Durch die niedrigeren Grenzwerte für den Wolfsabschuss in Österreich ist die Wolfspopulation spürbar zurückgegangen. Nach Angaben des Österreichischen Wildtiermanagement-Instituts wurden in diesem Jahr bisher rund ein Dutzend Wölfe getötet. 

Die Behörden schätzen, dass in diesem Jahr etwa 80 Wölfe umherstreifen. Die Tiere, die unter die Fauna-Flora-Habitat-Richtlinie des EU fallen, werden in den westlichen Alpenkantonen Tirol und Kärnten besonders intensiv bejagt. 

Nach Angaben der Behörden geht es um den Schutz der Weidetiere; Manchmal kommen Wölfe Herden und Siedlungen zu nahe. Allein in Tirol verbringen rund 200.000 Rinder, Schafe, Ziegen und Pferde die Sommermonate auf den Hochalmen.

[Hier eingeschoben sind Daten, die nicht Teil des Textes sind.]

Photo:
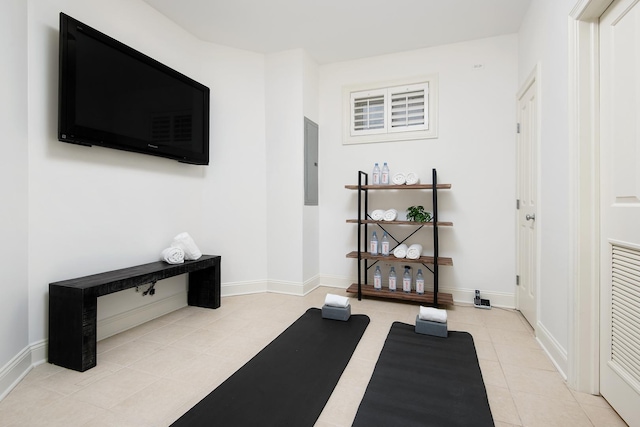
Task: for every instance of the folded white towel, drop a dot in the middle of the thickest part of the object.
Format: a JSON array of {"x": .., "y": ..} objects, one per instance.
[
  {"x": 336, "y": 301},
  {"x": 414, "y": 251},
  {"x": 377, "y": 215},
  {"x": 433, "y": 314},
  {"x": 399, "y": 179},
  {"x": 400, "y": 251},
  {"x": 390, "y": 215},
  {"x": 173, "y": 255},
  {"x": 412, "y": 178},
  {"x": 186, "y": 243}
]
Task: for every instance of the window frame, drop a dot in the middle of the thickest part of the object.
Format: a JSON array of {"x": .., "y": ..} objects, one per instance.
[{"x": 387, "y": 133}]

Laut Umfragen der österreichischen Nachrichtenagentur APA bei den Regionalkantonen ist die Zahl der getöteten Schafe und Ziegen in der vergangenen Sommersaison deutlich zurückgegangen. Bisher sind in diesem Jahr fast vierhundert Nutztiere Wölfen zum Opfer gefallen; Laut offizieller Statistik waren es im Jahr zuvor doppelt so viele. Ob dies mit der Jagd zusammenhängt, könne noch nicht nachgewiesen werden, heißt es, sei aber sehr wahrscheinlich.

Sechs der neun österreichischen Bundesländer haben kürzlich die Grenzwerte für den Abschuss von Problemwölfen gesenkt oder entsprechende Verfahren eingeleitet. Auch Deutschland hat angekündigt, die Kriterien für Abschussgenehmigungen zu erweitern.